Hale is keen to emphasize that customers and partners will see no change at Fairsail beyond gaining the backing of Sage. Fairsail customers include Aveva, Armstrong, Paddy Power Betfair, Klarna, Skyscanner, Trainline, Trustpilot and Quest Software. He says that both management teams are determined to preserve Fairsail's cloud ethos as part of Sage.
[Sage management] have said to the team here they want to keep our culture and our spirit and values. They want to build a substantial cloud organization.
The second thing is there's just a level of understanding, knowledge and trust between that leadership of the two organizations that's quite unusual.
Prior to joining Sage, CEO Stephen Kelly had been a director of Fairsail. Hale says there's also a close relationship between Fairsail founder and CTO Colin Cooper and Sage's CTO, Klaus-Michael Vogelberg.
Of course there will be bumps in the road, but we have a mechanism where we have that personal executive trust, understanding, empathy and kind of intimacy where we can call [each other] up and work it through.

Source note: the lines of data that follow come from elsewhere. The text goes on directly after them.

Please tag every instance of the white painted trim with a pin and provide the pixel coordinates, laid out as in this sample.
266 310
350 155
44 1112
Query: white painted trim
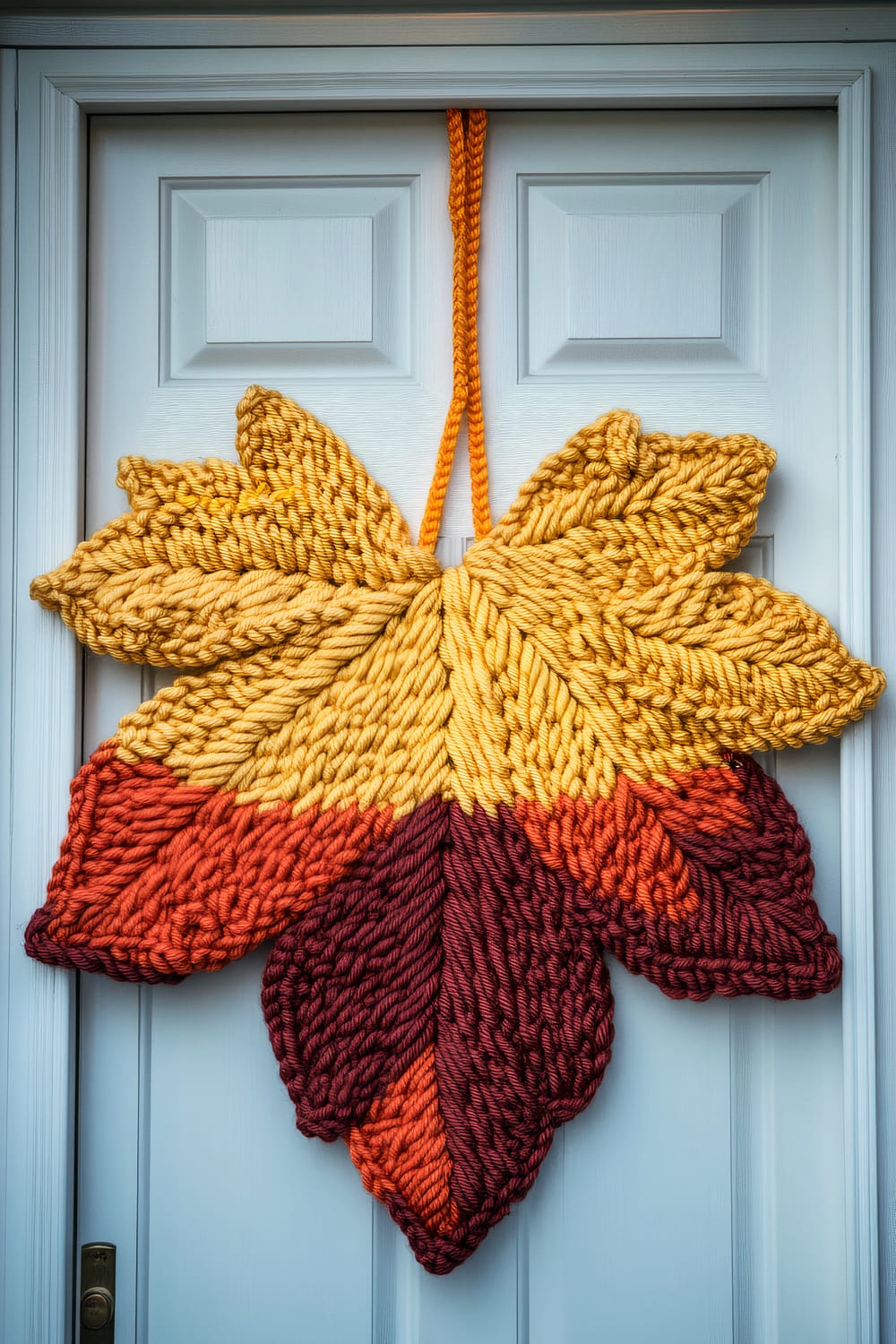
56 89
7 546
45 460
446 27
856 801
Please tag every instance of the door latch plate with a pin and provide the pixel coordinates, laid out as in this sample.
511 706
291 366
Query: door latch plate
97 1293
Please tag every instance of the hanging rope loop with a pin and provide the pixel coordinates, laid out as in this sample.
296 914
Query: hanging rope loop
466 147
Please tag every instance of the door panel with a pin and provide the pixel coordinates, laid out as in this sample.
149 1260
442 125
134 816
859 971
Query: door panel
677 263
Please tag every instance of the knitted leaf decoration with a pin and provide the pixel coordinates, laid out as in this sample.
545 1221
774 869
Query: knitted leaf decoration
446 793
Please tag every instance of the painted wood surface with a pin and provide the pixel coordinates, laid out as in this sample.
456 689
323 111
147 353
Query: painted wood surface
700 1195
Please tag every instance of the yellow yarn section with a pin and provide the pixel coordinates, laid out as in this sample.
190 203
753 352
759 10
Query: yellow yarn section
590 633
358 718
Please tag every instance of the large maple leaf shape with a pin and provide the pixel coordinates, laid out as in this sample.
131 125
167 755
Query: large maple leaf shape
445 793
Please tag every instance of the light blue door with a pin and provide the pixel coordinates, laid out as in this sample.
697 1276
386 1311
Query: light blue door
678 263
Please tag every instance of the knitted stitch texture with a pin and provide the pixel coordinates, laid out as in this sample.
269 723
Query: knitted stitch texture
446 793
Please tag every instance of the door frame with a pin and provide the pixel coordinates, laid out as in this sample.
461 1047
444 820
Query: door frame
42 440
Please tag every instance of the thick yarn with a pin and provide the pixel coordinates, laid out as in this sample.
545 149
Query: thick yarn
446 793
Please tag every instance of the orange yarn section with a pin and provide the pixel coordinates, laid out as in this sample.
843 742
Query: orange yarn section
401 1147
466 142
625 849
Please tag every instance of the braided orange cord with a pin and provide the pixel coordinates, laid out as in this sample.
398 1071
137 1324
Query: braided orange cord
466 145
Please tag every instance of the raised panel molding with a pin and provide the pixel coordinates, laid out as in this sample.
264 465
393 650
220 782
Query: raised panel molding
306 279
668 269
53 108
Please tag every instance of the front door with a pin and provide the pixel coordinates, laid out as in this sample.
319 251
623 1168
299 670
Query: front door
677 263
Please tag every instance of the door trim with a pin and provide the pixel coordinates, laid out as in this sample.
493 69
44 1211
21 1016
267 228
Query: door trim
43 465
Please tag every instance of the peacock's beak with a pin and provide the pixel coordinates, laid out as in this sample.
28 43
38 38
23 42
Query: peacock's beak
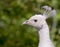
26 22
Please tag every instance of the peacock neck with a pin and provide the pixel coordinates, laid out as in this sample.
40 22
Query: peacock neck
44 37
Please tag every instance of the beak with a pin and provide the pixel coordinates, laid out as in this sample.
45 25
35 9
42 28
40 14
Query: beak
26 22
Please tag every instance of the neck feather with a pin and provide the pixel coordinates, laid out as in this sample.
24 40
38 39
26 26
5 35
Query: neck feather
44 37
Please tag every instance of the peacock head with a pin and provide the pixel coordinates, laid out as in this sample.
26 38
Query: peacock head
36 21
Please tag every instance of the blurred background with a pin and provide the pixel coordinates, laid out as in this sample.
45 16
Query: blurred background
12 15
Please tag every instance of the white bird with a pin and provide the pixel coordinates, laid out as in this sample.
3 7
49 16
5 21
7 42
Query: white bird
39 22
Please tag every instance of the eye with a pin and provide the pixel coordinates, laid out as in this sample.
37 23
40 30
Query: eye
35 20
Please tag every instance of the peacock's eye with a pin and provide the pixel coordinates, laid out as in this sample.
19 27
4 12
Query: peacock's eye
35 20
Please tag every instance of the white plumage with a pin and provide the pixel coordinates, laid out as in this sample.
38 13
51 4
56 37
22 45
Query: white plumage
39 22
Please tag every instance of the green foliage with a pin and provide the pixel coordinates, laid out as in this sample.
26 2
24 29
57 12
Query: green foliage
12 14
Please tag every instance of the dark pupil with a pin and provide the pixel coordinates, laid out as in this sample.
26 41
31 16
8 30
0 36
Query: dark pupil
35 20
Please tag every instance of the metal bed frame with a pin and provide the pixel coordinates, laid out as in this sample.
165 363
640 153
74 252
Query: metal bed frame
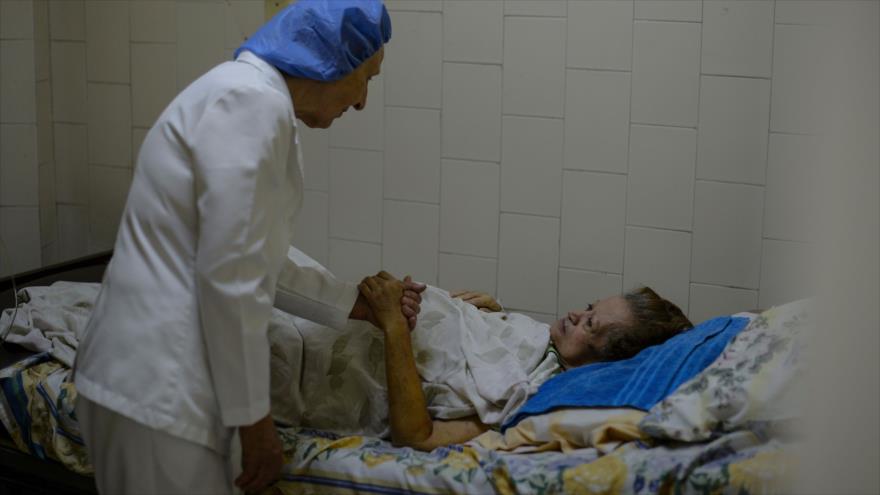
21 473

I think we've got a serious shot at making it work.
Hale also adds a note of pride that Fairsail, which last year was named 'Scale Up of the Year’ at the WCIT Enterprise Awards and reached its third year as a Deloitte UK Technology Fast 50 company, remains a UK business despite the acquisition.
We're delighted to be doing this from a UK base. This is fantastic to be the UK's fastest scale up, being bought by the UK's largest software firm.
One curious footnote. An early investor in Fairsail was Mike Ettling, who has since become president of SAP SuccessFactors. Says Hale:
We're delighted to have delivered a great outcome to all our investors, including Mike.
So another Salesforce-native ISV becomes part of a larger group. It's not as big of a splash as GE Digital's near $1 billion purchase of ServiceMax last November, but one that could make more long-lasting waves in the market.
While it's a relatively small acquisition for Sage, it significantly bolsters Sage's presence on the Salesforce platform and will give Sage Live more heft in competitive deals. It also brings substantial new distribution resources to the Fairsail (now Sage People) offering.
The burning question now is whether Fairsail's product will continue to thrive as part of a larger group that is still shaking off its client-server legacy. Given the determination of Sage's current leadership to pursue a cloud-first agenda, there's every reason to believe that can happen.
But there's a still quite a delta between that modest (yet so easily thwarted) ambition and the rather grander aspiration outlined by Hale of becoming one of the top global HCM and payroll players. That''s a bit of bluster that, to coin a phrase, will need more than a fair wind in the sails to fulfil.